Because of a bizarre dispute with our internet service provider, the Outpost web page is down. So here is my piece on Joe Biden:
Even in a short interview, Joe Biden manages to get a lot of words in.
Sen. Biden, D-Delaware, stopped in Montana last weekend as he campaigned to win the office of vice president under presidential candidate Barack Obama. In a brief telephone interview, he managed to cover a wide range of issues, from his newly selected opponent for vice president to the rights of suspected terrorists, from the chances of catching Osama Bin Laden to how the war in Iraq affects U.S. relations with Iran.
Republican candidate John McCain’s surprise pick of Alaska Gov. Sarah Palin as his vice presidential candidate caused some Montana Republicans to predict last week that any chance Sen. Barack Obama had of winning the state has vanished.
A Rasmussen poll released after Sen. Biden’s visit seemed to back that claim: It showed Sen. McCain, R-Ariz., pulling away with a double-digit lead in what had been a close race.
But Sen. Biden was conceding nothing.
“This is the biggest issue election I have seen in my lifetime,” he said, noting, however, that the just-concluded Republican convention included little discussion of what Sen. Biden considers major issues: energy, healthcare, “green” jobs and the loss of jobs overseas.
He also said that he and Gov. Palin have some things in common.
“I own a gun, I have a son, and he’s going to Iraq,” the senator said.
Vice presidential debates tend to carry a low-profile, but Gov. Palin’s freshness on the national scene and Sen. Biden’s decades of Washington experience could make their upcoming debate in October the most gripping of the campaign season.
The difficulty, Sen. Biden said, is that so little is known about Gov. Palin’s positions on national issues.
“It could be that there’s something there,” he said, “but I assume her policies are the same as John’s.”
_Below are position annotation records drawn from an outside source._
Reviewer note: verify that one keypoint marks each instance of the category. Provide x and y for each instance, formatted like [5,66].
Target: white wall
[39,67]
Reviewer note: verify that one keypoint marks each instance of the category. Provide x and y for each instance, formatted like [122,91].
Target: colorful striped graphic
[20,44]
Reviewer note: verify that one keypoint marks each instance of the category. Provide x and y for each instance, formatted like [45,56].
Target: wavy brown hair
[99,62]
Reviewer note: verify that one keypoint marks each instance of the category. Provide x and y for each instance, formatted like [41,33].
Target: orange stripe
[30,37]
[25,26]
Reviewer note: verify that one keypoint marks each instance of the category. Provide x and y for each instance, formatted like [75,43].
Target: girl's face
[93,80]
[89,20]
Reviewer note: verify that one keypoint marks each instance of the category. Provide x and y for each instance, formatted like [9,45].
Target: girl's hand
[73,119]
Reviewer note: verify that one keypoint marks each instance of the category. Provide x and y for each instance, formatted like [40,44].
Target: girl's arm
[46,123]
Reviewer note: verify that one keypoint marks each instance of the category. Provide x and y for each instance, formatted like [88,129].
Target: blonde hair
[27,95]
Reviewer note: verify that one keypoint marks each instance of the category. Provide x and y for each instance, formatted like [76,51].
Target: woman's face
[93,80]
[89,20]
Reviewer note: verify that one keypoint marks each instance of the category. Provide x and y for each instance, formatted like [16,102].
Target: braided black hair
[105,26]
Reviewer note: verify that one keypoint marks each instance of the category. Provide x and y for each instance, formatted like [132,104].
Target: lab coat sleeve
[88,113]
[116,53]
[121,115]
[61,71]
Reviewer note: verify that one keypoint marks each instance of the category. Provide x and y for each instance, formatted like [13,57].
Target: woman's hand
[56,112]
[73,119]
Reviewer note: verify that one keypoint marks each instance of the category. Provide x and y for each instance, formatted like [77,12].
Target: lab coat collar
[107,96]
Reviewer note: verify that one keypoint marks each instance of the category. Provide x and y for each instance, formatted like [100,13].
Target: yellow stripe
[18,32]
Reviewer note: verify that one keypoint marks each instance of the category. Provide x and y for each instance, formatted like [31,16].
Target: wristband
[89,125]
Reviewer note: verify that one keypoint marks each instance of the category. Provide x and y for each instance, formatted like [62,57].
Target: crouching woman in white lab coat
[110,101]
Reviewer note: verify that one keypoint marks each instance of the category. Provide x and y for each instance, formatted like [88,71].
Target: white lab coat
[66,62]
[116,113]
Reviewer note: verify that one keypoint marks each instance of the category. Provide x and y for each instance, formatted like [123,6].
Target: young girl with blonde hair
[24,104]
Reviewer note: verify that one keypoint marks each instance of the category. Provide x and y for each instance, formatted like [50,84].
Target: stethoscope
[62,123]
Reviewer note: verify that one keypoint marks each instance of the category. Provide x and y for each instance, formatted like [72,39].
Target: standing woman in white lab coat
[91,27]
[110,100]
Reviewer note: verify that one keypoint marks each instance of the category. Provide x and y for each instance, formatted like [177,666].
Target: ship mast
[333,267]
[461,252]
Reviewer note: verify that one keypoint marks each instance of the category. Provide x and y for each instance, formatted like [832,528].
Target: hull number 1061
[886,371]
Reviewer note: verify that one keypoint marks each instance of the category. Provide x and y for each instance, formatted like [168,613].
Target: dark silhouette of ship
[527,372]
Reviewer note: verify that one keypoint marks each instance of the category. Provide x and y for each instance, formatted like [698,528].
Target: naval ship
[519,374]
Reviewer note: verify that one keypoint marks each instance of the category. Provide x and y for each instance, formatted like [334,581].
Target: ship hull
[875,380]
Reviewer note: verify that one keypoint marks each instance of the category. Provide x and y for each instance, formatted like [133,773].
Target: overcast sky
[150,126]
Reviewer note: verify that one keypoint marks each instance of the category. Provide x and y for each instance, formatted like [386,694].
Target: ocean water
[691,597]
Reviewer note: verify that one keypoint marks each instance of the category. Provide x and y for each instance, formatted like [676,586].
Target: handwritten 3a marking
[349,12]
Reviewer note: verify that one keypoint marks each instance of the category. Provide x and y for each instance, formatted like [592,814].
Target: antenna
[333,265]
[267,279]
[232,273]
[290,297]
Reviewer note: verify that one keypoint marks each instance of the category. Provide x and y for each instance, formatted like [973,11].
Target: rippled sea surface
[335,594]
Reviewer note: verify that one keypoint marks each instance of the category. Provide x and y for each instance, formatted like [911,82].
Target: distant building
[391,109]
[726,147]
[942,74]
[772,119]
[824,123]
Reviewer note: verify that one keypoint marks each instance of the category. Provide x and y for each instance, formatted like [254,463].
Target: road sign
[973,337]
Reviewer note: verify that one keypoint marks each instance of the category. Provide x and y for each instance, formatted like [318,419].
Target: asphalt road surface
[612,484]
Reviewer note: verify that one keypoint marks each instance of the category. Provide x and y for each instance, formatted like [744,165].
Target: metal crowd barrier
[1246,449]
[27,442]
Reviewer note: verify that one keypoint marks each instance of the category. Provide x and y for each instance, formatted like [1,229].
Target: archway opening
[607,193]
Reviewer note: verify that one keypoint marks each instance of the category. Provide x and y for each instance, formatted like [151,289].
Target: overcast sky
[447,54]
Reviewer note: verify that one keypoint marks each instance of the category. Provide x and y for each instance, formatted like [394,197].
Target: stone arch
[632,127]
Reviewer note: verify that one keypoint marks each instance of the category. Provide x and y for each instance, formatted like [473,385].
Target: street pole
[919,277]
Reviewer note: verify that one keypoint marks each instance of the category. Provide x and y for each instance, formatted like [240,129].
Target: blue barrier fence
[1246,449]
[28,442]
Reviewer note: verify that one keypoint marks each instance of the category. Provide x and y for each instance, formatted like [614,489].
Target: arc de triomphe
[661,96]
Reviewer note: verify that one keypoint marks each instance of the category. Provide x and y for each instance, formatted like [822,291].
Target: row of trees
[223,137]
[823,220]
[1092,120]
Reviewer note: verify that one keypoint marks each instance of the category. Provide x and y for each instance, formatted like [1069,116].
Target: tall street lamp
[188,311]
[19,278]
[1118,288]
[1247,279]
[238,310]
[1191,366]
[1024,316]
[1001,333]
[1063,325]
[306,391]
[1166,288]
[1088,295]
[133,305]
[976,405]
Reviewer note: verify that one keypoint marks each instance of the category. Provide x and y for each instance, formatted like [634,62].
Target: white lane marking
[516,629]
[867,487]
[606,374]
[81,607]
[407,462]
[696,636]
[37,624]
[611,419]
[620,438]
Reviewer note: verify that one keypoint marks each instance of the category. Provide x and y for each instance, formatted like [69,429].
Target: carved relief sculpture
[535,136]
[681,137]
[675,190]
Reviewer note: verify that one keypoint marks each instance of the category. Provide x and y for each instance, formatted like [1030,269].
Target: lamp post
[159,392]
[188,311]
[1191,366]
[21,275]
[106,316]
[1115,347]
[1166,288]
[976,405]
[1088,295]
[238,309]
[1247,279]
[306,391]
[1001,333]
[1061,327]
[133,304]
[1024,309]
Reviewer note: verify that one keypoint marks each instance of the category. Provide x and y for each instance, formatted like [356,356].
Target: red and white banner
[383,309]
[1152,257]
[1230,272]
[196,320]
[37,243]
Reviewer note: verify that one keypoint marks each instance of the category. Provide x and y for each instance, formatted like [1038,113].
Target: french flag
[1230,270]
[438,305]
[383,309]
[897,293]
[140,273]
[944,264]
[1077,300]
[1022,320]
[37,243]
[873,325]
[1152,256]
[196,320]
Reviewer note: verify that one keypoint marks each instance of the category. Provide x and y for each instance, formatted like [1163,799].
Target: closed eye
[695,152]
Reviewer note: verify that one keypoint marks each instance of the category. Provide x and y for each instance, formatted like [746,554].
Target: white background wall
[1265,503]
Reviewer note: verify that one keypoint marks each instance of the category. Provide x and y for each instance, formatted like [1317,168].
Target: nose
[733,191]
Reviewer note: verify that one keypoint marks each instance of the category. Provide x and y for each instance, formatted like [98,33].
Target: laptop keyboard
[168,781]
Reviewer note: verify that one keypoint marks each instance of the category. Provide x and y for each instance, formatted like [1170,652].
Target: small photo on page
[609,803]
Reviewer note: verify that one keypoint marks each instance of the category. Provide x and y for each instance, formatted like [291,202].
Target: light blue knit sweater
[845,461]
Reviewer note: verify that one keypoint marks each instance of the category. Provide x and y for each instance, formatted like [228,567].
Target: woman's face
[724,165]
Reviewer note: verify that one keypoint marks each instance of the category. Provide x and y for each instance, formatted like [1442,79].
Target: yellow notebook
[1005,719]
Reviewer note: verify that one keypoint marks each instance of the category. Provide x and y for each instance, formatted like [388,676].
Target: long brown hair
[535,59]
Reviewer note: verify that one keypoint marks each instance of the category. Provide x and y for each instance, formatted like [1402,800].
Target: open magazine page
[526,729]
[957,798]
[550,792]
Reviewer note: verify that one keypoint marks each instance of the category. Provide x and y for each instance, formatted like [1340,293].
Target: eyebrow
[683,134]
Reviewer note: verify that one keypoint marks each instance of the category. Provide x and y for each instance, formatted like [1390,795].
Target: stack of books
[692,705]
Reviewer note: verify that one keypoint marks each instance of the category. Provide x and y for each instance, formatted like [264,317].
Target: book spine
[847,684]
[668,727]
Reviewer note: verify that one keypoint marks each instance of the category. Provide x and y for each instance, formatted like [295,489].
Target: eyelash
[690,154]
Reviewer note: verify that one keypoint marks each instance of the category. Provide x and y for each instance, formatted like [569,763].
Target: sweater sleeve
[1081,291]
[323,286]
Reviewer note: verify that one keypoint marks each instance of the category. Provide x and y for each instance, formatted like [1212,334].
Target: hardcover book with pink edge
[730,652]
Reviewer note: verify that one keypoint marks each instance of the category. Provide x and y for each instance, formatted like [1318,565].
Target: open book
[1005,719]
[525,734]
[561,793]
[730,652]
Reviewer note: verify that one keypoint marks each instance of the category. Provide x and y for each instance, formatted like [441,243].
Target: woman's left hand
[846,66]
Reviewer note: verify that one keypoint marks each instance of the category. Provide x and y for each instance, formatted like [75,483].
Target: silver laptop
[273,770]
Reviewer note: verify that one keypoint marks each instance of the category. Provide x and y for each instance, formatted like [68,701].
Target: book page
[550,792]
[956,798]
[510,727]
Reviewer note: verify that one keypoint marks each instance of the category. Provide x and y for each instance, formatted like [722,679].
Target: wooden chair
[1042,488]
And although he considers Sen. McCain a friend, Sen. Biden was quick to criticize the Republican’s understanding of key foreign policy issues. Although Sen. McCain has promised to pursue Osama Bin Laden to the “gates of hell,” the senator and governor don’t know where to look, Sen. Biden said.
“I can show them where Osama Bin Laden lives,” he said. “I can show them where Al Qaida lives.”
The Bush administration’s failure to capture Bin Laden, who is believed to be hiding out in a remote area of Pakistan, is only one of Sen. Biden’s complaints about the last eight years. He also expressed concerns that many of the recommendations of the 9-11 Commission haven’t been implemented, and he said that the Bush administration’s willingness to use torture and other coercive methods have hurt America’s reputation.
“We’re making a laughingstock of ourselves around the world,” he said, adding that Al Qaida uses American mistreatment of prisoners as a recruiting tool.
In her speech at the Republican National Convention, Gov. Palin said of Obama, “Al Qaida terrorists still plot to inflict catastrophic harm on America. He’s worried that someone won’t read them their rights.”
It wasn’t clear exactly what she meant. Sen. Biden presumed she was referring to a U.S. Supreme Court decision that extended habeas corpus rights to prisoners at Guantanamo Bay. Sen. McCain has called that ruling one of the worst in Supreme Court history.
Sen. Biden disagreed. “Habeas corpus doesn’t free anybody,” he said. “The most a court can do is say, ‘Try them.’”
The Bush administration has undermined U.S. credibility around the world, Sen. Biden said, leaving it more isolated than it ever has been in his lifetime. And Sen. McCain has no plan to change any of that, he said.
One result is that Iran has gained in influence and prestige, he said. U.S. military action removed or reduced two of Iran’s foes – Saddam Hussein and the Taliban – and installed a Shiite-dominated government in Iraq.
“Iran is a hell of a lot closer to having a bomb than when these guys started,” Sen. Biden said.
The war in Iraq, despite the apparent success of the surge, remains uncertain, in his view.
“Our military guys have done every single thing they have ever been asked to do,” he said. While it was clear that increasing troop levels would result in at least temporary reductions in violence, achieving a stable peace has proved more difficult.
Now, after “six painful years,” the president finally has agreed to a timetable for withdrawing troops, a move that Sen. Obama has favored. The agreement of President Bush, Sen. Obama and the Iraqi government on a need for a timetable leaves Sen. McCain the “odd man out,” Sen. Biden said.
Both presidential candidates called in their acceptance speeches for efforts to get beyond the bitter partisanship that has divided Congress in recent years, but Sen. Biden expressed some skepticism that the efforts would be successful.
The Senate as a whole is ready to work together, he said, and he said that he has a good working relationship with senators on the other side of the aisle. But he said that the Republican Party remains dominated by neoconservatives and campaign strategists such as Karl Rove.
“This is not your father’s Republican Party,” Sen. Biden said.
CORRECTION: I don't mean internet service provider. I mean web host.